Now, my wife, Linda, likes to kick me when I use this analogy, but a driver/crew chief relationship is like a marriage. You still have to work at it. Actually, you have to work at it pretty hard. It’s tough to do.
You know, we have seen Johnson and Knaus get down. We actually saw it get so bad in 2005 that car owner Rick Hendrick literally sat them both down in his office with milk and cookies at a little kids' table. Hendrick’s message was if those two were going to play like immature kids, then he was going to follow suit and treat them like kids.
My point is, we know there were some trying times. We saw things again flare up between the pair in 2011. Sometimes, having a humbling experience, like the 2011 Sprint Cup season was for them. It was their worst season together, but it might help them take a step back and refocus.
Other teams and organizations would have been thrilled to have the performance of Johnson's No. 48 team, but it simply wasn’t up to the standards of what that group had done in the past.
Until 2011, Johnson and Knaus never had won fewer than three races together in any year, even in the driver's rookie season. They never went a season without winning at least one pole position. They had never finished lower than fifth in the season standings. Plus, obviously, they won five consecutive championships together.
Well, that all changed in 2011, a season in which they earned only two wins, no poles and finished sixth in the points.

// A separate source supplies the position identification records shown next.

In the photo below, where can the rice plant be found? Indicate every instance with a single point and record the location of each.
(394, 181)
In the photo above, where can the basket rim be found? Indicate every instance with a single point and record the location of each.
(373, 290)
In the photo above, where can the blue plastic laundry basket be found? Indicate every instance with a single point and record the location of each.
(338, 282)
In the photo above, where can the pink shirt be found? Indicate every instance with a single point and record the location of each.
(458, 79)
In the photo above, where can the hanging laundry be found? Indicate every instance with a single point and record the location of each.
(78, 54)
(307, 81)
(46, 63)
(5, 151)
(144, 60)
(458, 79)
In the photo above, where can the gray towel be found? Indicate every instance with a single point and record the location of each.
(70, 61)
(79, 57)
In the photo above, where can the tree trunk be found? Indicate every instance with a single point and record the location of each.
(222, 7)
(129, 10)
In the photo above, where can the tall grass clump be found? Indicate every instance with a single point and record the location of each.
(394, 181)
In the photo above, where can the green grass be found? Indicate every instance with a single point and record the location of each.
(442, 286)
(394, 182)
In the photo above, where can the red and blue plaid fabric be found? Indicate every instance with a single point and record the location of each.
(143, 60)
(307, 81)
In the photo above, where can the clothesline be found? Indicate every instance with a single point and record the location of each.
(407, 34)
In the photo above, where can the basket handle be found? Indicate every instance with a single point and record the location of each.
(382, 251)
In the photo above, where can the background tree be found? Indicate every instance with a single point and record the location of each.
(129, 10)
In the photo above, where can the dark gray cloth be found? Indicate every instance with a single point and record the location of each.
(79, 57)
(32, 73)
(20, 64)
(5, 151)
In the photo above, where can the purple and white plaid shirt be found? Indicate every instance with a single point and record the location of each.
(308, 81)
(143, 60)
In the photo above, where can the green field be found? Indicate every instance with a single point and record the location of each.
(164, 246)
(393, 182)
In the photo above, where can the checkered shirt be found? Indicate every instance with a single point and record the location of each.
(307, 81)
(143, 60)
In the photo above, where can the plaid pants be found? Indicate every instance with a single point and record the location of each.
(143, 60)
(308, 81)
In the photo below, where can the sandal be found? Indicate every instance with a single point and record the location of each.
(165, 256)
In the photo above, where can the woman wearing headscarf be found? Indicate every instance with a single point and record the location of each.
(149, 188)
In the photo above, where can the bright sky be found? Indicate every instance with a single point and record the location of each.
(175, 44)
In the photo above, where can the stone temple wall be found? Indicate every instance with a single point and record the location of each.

That might be just the wake-up call they need to get back on track together. My relationship with Davey Allison lasted 2-1/2 years before he was killed in a helicopter crash. I honestly feel like we could have easily made it 10-plus years together if tragedy hadn’t struck, but, I promise you, we would have both had to work really hard at it.
I stress this all the time to my son Brandon, who one day hopes to make it into Sprint Cup racing. It is easy to be a good race team when everything is going your way. The real test is to be a good race team when things aren’t going well.
There are some new driver/crew chief pairings as we head to Daytona International Speedway in a couple of weeks. Again, like a new marriage, those take time to gel. The problem with our sport today is that there is not as much patience as there used to be back when I was a crew chief.
In today’s NASCAR, with sponsors spending tens of millions of dollars, they really don’t want to hear about the driver and crew chief needing time to gel. They want results, and, they want them yesterday. So that’s where it gets really tough because of the trickle-down affect. The pressure comes from the sponsor to the owner, who then naturally passes the pressure on to the driver and crew chief.
I was fortunate with a couple of my drivers, Allison and Ernie Irvan, that we clicked immediately and we had the on-track performance to prove it. I think you will see some of that this year in some of the new pairings. You won’t see it in all, because its just human nature that some things can’t be made to work, no matter how hard you try.
I’ve preached this for years that the key, again like in a marriage, is communication. There is simply no substitute for it. You have to check your feelings and ego at the door and be dead, flat honest with each other.
A crew chief has to realize that a driver is never going to always say he has a perfect car underneath him. The crew chief has to listen to the keys, though, of what the driver is saying to help improve things.
On the flip-side, a driver has to remember that he is not going to be given that perfect magic setup every week when he comes to the track. It’s just not going to happen. It’s the driver’s responsibility to give good feedback and weather the up-and-down days.
The key, once again, is communication. Without it, a driver and a crew chief, just like in a marriage, aren’t going to last long.